Concurrency
Share by communicating
Concurrent programming is a large topic and there is space only for some Go-specific highlights here.
Concurrent programming in many environments is made difficult by the subtleties required to implement correct access to shared variables. Go encourages a different approach in which shared values are passed around on channels and, in fact, never actively shared by separate threads of execution. Only one goroutine has access to the value at any given time. Data races cannot occur, by design. To encourage this way of thinking we have reduced it to a slogan:
Do not communicate by sharing memory; instead, share memory by communicating.
This approach can be taken too far. Reference counts may be best done by putting a mutex around an integer variable, for instance. But as a high-level approach, using channels to control access makes it easier to write clear, correct programs.

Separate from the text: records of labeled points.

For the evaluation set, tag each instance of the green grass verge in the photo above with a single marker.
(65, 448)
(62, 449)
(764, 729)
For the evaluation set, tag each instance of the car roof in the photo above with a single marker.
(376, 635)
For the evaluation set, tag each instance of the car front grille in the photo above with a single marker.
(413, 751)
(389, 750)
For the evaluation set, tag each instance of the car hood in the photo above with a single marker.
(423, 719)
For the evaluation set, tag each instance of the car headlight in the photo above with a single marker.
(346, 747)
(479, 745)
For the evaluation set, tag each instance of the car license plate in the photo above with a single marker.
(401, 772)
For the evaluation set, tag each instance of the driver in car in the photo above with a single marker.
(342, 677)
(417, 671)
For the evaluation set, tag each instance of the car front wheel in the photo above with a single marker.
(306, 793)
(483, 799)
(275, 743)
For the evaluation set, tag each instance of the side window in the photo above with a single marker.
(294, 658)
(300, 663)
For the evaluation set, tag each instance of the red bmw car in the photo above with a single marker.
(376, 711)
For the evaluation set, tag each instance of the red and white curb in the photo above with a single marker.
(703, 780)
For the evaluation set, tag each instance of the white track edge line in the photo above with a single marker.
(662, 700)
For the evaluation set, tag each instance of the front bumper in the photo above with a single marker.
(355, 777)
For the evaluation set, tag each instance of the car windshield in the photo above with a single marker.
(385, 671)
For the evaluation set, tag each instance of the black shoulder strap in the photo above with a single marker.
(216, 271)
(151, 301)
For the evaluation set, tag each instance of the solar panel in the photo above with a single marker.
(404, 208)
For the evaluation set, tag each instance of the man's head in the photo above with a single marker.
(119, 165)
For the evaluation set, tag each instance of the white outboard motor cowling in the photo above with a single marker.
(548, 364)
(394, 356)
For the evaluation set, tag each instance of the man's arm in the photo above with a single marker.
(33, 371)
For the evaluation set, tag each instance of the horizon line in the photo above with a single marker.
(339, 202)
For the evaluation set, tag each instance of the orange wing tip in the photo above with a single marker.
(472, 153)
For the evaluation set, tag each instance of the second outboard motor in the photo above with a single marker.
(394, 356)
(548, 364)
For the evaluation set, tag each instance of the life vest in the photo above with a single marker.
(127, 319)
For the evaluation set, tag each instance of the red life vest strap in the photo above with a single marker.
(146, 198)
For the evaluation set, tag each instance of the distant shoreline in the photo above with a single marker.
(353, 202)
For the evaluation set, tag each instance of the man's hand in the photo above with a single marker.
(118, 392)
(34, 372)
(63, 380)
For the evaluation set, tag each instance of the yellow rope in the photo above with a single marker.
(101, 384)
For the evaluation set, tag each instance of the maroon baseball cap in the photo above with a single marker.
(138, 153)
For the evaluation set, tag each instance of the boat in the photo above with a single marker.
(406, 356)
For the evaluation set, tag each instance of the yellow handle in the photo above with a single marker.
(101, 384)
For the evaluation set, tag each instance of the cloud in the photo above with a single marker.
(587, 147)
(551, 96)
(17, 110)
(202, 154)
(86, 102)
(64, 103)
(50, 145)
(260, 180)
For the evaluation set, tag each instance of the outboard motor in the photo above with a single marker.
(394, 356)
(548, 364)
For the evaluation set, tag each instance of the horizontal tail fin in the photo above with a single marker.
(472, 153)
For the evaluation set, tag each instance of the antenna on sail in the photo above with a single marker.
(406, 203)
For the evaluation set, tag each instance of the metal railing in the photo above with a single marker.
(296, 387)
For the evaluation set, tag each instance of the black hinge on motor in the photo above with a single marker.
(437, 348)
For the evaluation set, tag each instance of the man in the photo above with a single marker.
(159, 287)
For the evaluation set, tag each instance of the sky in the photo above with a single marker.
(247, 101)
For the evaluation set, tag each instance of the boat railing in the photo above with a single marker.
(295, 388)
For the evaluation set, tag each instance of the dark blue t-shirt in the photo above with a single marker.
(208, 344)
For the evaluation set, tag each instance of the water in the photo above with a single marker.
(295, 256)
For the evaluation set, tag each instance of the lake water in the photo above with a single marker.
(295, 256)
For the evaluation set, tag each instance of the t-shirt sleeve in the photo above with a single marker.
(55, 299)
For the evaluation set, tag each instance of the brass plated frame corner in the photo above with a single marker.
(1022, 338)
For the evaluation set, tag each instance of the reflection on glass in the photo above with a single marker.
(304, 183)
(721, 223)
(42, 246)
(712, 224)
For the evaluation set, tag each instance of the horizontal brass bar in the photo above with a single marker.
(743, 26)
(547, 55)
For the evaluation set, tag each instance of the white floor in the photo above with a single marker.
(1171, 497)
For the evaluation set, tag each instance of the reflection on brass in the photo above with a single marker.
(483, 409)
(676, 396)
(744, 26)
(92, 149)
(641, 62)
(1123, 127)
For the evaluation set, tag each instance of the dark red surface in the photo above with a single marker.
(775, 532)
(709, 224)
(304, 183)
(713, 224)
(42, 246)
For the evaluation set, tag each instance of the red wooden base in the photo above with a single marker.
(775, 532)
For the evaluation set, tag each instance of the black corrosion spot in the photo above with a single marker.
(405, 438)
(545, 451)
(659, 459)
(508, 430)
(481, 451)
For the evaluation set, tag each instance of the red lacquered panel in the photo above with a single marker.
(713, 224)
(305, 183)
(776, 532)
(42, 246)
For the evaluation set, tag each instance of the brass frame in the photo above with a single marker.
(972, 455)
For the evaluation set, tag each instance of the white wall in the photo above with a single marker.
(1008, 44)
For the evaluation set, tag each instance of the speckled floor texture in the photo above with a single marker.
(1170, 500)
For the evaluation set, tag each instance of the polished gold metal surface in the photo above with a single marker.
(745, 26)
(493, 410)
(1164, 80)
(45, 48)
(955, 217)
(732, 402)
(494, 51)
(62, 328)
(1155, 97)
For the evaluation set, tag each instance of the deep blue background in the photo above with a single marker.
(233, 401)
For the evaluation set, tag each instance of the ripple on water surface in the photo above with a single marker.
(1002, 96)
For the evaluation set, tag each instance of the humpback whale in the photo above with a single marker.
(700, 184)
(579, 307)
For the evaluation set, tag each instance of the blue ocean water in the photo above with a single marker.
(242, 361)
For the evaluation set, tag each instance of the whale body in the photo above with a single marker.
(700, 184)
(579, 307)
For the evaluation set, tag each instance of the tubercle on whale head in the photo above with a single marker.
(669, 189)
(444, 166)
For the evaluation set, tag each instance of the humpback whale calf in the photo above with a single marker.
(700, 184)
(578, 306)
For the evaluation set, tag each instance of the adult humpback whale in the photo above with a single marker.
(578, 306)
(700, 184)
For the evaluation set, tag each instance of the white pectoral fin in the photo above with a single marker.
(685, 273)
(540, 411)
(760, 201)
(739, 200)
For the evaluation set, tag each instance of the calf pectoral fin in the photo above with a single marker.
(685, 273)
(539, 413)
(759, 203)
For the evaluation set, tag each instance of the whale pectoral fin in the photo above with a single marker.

One way to think about this model is to consider a typical single-threaded program running on one CPU. It has no need for synchronization primitives. Now run another such instance; it too needs no synchronization. Now let those two communicate; if the communication is the synchronizer, there’s still no need for other synchronization. Unix pipelines, for example, fit this model perfectly. Although Go’s approach to concurrency originates in Hoare’s Communicating Sequential Processes (CSP), it can also be seen as a type-safe generalization of Unix pipes.
Goroutines
They’re called_goroutines_because the existing terms—threads, coroutines, processes, and so on—convey inaccurate connotations. A goroutine has a simple model: it is a function executing concurrently with other goroutines in the same address space. It is lightweight, costing little more than the allocation of stack space. And the stacks start small, so they are cheap, and grow by allocating (and freeing) heap storage as required.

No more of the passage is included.